There was one sleepless night of real sorrow, but only one night.
What I mourned was not the loss of my loving old friend Barry, who was still there, but the loss of youth.
'What she has, God rot her, I no longer have and will never, never have again.'
Later came another milestone along the path of old age - accepting that I should move into an old person's home.
Rationally, I knew it was a good idea - in your 90s, things such as cooking and bill become more difficult. It was hard closing down my old life in order to go into a home. I had a flat I had lived in for 50 years. When it came to getting rid of my 2,000 books, it was quite awful - painful beyond belief. The move has brought me great happiness, however. When I arrived at the home before Christmas, I was shown into a delightful bed-sitting room, and from that moment I have been very happy here and have made friends. I intend to make more.

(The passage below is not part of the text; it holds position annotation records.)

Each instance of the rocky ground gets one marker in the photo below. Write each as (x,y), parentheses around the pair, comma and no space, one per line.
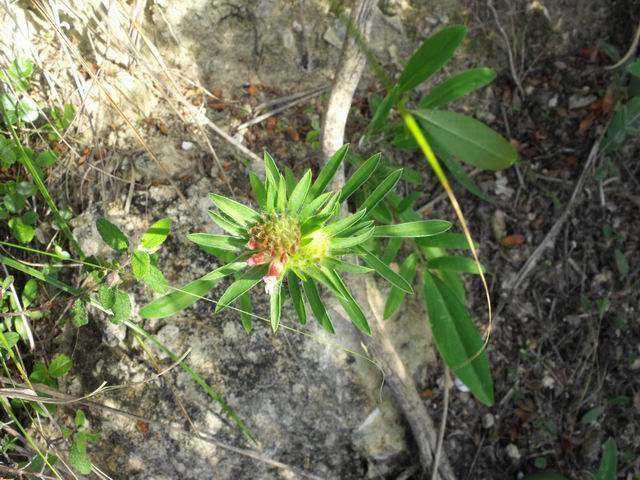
(556,351)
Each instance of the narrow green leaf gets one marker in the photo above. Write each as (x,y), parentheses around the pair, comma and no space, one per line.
(296,297)
(111,235)
(608,469)
(271,170)
(447,240)
(276,306)
(60,366)
(434,52)
(246,311)
(227,225)
(140,262)
(342,266)
(335,228)
(359,177)
(328,171)
(223,242)
(396,296)
(281,195)
(457,338)
(454,264)
(155,235)
(352,241)
(241,214)
(245,283)
(382,190)
(189,294)
(457,87)
(258,189)
(317,307)
(299,193)
(421,228)
(385,272)
(468,139)
(311,207)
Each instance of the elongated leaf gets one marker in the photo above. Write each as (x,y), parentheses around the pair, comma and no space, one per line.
(271,170)
(227,225)
(349,303)
(608,469)
(382,190)
(457,86)
(385,272)
(342,266)
(258,189)
(112,235)
(447,240)
(422,228)
(246,311)
(223,242)
(336,228)
(357,179)
(382,112)
(454,264)
(468,139)
(276,306)
(241,214)
(317,307)
(281,195)
(434,52)
(245,283)
(352,241)
(155,235)
(296,297)
(299,193)
(189,294)
(328,171)
(396,296)
(457,338)
(311,207)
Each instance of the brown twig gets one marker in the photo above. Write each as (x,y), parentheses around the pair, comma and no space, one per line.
(397,378)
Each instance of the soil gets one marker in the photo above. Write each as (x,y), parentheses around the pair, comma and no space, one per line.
(565,347)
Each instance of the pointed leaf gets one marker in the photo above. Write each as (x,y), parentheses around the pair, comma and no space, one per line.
(189,294)
(396,296)
(246,311)
(456,87)
(434,52)
(317,307)
(299,193)
(241,214)
(468,139)
(258,189)
(457,338)
(245,283)
(223,242)
(382,190)
(422,228)
(296,297)
(359,177)
(384,271)
(328,171)
(271,169)
(454,264)
(112,235)
(276,306)
(155,235)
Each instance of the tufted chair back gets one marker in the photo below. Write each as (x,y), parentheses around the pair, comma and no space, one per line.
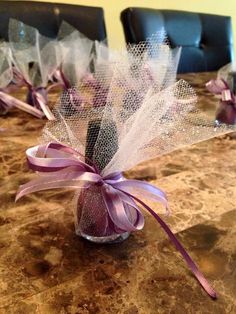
(47,17)
(206,39)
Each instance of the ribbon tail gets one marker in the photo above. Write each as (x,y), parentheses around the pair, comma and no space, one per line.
(148,191)
(49,183)
(195,270)
(116,210)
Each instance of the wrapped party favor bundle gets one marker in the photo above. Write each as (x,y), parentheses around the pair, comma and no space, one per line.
(144,114)
(34,59)
(8,84)
(224,87)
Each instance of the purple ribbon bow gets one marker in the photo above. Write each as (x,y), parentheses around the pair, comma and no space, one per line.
(64,168)
(226,112)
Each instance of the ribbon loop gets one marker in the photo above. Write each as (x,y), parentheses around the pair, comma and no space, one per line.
(64,168)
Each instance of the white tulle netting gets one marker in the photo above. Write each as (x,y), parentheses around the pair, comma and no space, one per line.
(129,110)
(141,112)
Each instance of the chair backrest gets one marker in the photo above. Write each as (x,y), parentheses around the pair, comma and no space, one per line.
(206,39)
(47,17)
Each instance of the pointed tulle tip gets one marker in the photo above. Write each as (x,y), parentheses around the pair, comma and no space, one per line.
(18,196)
(214,295)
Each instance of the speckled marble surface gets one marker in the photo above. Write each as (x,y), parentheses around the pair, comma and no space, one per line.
(46,268)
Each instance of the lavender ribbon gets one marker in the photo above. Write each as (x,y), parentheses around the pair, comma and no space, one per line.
(62,167)
(221,87)
(7,102)
(226,112)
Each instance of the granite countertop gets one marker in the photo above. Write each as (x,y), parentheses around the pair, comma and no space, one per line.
(46,268)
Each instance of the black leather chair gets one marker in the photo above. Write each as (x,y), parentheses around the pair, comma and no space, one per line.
(206,39)
(47,17)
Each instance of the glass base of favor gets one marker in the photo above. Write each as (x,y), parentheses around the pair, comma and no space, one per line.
(114,238)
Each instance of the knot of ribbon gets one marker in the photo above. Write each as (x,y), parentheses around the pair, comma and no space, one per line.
(220,87)
(63,167)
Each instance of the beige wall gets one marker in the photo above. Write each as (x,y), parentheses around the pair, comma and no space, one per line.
(113,8)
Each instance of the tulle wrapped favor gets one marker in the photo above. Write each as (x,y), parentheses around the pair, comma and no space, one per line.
(34,58)
(129,110)
(145,114)
(224,87)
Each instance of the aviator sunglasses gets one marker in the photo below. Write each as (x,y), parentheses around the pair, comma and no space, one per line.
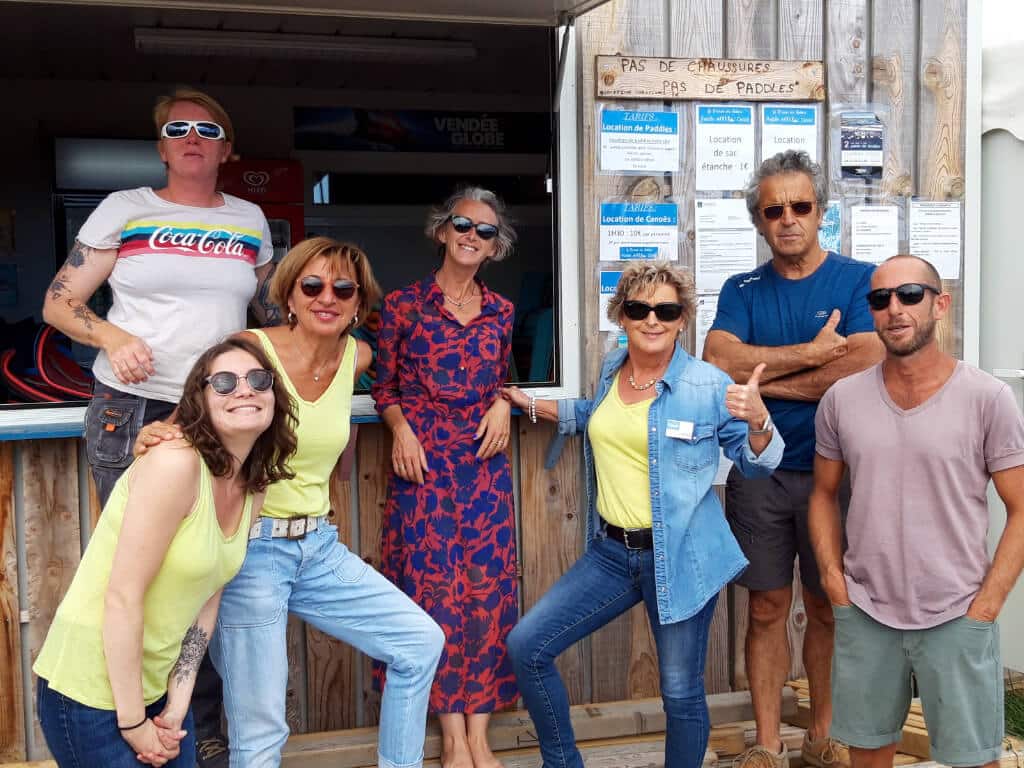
(800,208)
(225,382)
(312,287)
(204,129)
(462,224)
(667,311)
(908,295)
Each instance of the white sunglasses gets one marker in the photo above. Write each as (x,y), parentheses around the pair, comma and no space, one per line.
(204,129)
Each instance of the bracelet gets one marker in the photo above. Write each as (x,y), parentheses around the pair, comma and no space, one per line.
(124,728)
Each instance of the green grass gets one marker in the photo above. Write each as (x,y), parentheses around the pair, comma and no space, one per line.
(1015,712)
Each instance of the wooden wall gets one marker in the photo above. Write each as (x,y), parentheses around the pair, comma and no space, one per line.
(906,53)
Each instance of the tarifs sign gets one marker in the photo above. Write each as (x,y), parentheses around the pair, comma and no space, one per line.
(710,79)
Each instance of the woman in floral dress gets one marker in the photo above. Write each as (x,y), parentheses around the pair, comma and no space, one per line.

Diana is also a published author, with her biography Somewhere Towards the End shortlisted for the Costa Biography Award 2008
I found out about the place from a friend, who had to move in here. I thought: 'The poor old dear,' and went to visit her. She said: 'Darling, you've got to come and live here, it is wonderful - they do everything for you.' I said: 'Isn't there an enormous waiting list?' And she said: 'Oh no dear, we're dying all the time.' There are hoots of laughter here when I tell that story. I rise at 8am, have a shower, breakfast on toast and honey, and perhaps yoghurt and fruit. Then I potter about in the car, posting letters, going to the bank, visiting friends and shopping. It's one long holiday, you see, although I am working on my next book. It is important not to collapse because everything is done for you - you have to keep your life going and your mind lively. Last October, I was asked to go to a literary festival in Canada. I had been rather ill, and declined - then I realised that was the wrong attitude. One must always try to overcome feebleness if one feels feebleness coming on. I went, and would not have missed a moment of it. I got to see Niagara Falls and shared a stage with the author Alice Munro. We were given a standing ovation. She wrote to me: 'Do you think it's too late for us to travel as a double act?'
Money and health is one thing, but the luckiest elderly people of all are those who have something in their own heads that they want to do, such as writing or painting. That is a gift. If you don't have that gift, you must look for it and find something that interests you.
The most important thing of all is to fight depression. Of course, it can be miserable, with your friends dying and health failing. Moving through advanced old age is a downward journey. But you have to look for the good things. I always think of the Jewish concert pianist Alice Herz-Sommer, who is 107. She endured the miseries of the Prague ghettos and was sent to Theresienstadt concentration camp, where nearly 35,000 prisoners perished. Her husband was moved to Auschwitz in 1944. She never saw him again. Yet, she is the most optimistic person you could come across. She still plays the piano for three hours a day.
In a recent interview, she said: 'It isn't that I don't know about the bad, but I think about the good.' If I ever feel a little down, I think of her. I know about the bad, but I think about the good - that life is beautiful. Because, in so many ways, it is.